Adding the initial region, the bad region and the limit set as described in addThis.hyb, the tool will produce the following output file: thermostat.txt.

The most important output is the last line, stating that the predicate abstraction tool found that the property holds (that means, the bad region is never reached from the initial region). The second to last line specifies the number of reachable abstract states, namely 29. The preceding lines give all the states found in the order they were reached. In addition, the output specifies how we found this new state (it is either an initial state, or it is discovered by continuous flow of time, or by a discrete jump between modes or locations), and from which state it was reached. An abstract state consists of two parts: its location and the truth assignment to the k predicates used during the predicate abstraction. Loc 0 refers to the mode Heat in the thermostat.cn file (see the automatically generated thermostat.hyb file), Loc 1 to the mode Check, and Loc 2 to the mode Cool. The following string of T's (true) and F's (false) refers to the k ordered predicates. The ordering of the predicates is given at the beginning of the file (see the line "The initial predicates are:"). Hence, the line "New state (Loc 0, FTT TTF FFF) is an initial state!" stands for the concrete continuous region 6 < Temp < 9, clock < 0.5, in the Heat mode.

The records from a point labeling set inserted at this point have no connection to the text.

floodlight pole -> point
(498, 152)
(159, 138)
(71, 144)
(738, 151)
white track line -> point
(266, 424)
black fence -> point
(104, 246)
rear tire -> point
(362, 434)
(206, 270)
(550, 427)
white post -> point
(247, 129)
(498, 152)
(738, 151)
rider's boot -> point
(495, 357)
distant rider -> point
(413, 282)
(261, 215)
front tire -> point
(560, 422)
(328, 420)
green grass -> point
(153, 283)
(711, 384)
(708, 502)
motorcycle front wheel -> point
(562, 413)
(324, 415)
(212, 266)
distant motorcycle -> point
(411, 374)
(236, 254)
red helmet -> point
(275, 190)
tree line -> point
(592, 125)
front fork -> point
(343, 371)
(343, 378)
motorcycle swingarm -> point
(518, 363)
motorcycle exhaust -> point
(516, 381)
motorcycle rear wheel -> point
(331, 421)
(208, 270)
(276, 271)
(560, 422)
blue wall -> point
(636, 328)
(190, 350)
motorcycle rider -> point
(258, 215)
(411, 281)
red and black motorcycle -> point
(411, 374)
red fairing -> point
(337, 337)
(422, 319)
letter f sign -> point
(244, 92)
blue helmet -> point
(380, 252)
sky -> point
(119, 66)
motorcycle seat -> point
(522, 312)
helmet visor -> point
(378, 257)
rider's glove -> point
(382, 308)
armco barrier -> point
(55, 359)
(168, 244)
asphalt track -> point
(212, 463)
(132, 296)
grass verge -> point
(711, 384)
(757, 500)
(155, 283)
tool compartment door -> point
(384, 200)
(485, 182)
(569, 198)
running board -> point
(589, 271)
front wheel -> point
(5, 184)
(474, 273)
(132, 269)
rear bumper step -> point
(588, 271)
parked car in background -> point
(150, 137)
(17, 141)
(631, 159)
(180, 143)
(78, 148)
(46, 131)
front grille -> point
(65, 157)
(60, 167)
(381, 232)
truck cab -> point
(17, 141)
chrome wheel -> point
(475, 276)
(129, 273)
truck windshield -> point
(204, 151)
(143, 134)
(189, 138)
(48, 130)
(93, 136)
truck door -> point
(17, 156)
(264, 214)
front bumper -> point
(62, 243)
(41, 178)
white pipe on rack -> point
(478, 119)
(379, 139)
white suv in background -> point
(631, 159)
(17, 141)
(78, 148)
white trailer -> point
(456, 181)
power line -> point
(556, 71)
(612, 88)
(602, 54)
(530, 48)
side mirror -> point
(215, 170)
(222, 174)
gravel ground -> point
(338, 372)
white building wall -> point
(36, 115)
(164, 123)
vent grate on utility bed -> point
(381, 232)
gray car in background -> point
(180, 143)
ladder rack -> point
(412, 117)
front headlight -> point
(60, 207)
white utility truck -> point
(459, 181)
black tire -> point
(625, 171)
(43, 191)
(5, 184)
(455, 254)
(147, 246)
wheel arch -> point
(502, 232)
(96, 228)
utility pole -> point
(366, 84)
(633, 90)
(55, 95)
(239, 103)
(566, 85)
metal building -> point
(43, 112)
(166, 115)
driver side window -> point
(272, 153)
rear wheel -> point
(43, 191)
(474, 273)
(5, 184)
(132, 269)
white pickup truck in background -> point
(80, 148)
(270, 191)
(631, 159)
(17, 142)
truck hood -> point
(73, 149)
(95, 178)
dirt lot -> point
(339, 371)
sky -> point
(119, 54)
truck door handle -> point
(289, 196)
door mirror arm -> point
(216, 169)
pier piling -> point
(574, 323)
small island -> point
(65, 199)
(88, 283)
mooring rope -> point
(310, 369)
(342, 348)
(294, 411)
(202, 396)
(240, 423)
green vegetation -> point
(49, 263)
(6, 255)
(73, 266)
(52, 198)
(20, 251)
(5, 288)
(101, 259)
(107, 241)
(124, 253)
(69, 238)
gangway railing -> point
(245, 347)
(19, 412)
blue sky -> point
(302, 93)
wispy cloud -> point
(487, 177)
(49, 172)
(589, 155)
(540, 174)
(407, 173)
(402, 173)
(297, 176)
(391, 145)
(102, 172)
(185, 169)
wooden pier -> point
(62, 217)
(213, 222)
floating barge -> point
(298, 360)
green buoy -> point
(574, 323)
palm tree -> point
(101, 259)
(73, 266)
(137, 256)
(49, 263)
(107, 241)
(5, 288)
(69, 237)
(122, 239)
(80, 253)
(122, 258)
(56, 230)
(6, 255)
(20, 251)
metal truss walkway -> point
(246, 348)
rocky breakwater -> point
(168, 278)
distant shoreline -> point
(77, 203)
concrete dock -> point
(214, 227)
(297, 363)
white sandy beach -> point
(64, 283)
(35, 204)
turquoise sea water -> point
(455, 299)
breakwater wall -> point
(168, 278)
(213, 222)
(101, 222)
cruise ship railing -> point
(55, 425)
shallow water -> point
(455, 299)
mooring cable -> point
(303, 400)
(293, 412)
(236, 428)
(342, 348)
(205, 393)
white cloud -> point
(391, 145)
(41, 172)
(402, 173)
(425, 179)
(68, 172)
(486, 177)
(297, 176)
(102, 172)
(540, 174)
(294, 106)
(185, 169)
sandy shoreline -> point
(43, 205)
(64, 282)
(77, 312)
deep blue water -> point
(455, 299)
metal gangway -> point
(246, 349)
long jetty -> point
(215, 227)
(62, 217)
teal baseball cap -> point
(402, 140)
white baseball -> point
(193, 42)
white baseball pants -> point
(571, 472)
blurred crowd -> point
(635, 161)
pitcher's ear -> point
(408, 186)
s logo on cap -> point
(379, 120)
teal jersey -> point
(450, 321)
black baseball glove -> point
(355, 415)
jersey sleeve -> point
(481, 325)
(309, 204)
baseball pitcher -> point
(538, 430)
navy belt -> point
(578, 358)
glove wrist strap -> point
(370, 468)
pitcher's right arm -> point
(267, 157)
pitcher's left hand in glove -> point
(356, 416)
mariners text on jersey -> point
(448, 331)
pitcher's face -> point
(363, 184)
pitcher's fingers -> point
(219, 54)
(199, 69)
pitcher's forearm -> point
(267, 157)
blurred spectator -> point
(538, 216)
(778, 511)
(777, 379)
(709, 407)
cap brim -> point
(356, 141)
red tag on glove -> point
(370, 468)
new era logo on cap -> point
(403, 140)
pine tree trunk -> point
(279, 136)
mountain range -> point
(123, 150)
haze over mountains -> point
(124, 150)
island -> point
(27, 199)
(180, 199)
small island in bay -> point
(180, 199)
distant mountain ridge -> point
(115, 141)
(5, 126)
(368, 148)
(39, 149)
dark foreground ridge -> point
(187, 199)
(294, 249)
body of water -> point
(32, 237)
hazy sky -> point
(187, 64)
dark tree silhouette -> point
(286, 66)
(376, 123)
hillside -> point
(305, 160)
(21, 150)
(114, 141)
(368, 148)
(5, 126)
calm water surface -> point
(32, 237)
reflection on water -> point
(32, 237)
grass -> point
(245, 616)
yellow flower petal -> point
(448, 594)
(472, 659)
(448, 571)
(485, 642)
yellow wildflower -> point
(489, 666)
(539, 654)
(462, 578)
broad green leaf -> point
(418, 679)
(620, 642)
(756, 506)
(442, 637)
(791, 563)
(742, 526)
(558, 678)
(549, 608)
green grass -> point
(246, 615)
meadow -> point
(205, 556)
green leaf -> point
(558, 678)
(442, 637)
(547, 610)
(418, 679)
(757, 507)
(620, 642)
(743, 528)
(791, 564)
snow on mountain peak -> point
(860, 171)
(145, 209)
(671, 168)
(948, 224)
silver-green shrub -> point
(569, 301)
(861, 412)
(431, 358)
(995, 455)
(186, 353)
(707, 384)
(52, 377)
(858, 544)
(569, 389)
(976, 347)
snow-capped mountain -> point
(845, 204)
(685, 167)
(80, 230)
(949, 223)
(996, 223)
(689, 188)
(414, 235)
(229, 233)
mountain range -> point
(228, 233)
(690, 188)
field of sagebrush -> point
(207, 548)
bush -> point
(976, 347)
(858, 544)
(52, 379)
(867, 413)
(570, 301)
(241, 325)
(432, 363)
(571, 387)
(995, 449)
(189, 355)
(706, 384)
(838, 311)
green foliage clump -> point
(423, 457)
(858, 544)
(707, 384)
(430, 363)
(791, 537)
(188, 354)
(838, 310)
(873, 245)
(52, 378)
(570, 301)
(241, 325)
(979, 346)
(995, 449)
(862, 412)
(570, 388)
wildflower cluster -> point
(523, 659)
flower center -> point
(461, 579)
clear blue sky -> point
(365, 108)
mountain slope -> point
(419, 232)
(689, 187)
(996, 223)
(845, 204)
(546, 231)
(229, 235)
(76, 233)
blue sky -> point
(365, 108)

As we limit our state space for the clock to be between 0 and 10, clock < 0.5 means 0 <= clock < 0.5.

This picture represents the graph of discovery of new abstract states that corresponds to the textual output thermostat.txt. We included a running number for each state, which corresponds to the chronological ordering of the reachable states in the textual output. Dashed arrows correspond to transitions between abstract states that are taken due to continuous flow of time, whereas solid arrows represent transitions due to discrete jumps between modes or locations. Please note, that we are not trying to compute all possible arrows in the graph, but we are trying to compute all reachable states. Hence, we only include arrows that represent the first time a new abstract state is found. Also, for brevity reasons, we use T instead of the name temp, and t instead of clock in the picture.

If you change the initial region for this example, so that the clock starts with a value that is bigger than 2, then the predicate abstraction tool will find a violation of the property. If you change the line following the keyword "initset" from

   "<= 0.0 1.0 -0.1 ,    /* clock - 0.1 <= 0 */"

   " >= 0.0 1.0 -2.0 ,    /* clock - 2.0 >= 0 */"

then the following textual output will be generated: error.txt.

The difference here is that the predicate abstraction tool finds a counter-example to the property (that is, a trace from the initial region to the bad region). The lines following "Stack content" represent the counter-example. Again, we need to translate the counter-example trace into the concrete state space. Please note, that this counter-example might not be valid in the concrete state space. If the user analyzes the counter-example and determines that it does not correspond to a real counter-example in the concrete state space, new predicates may be added to predicateset that may eliminate this case. We are currently implementing a tool that will generate new predicates for the user, but as of now, the analysis has to be performed manually.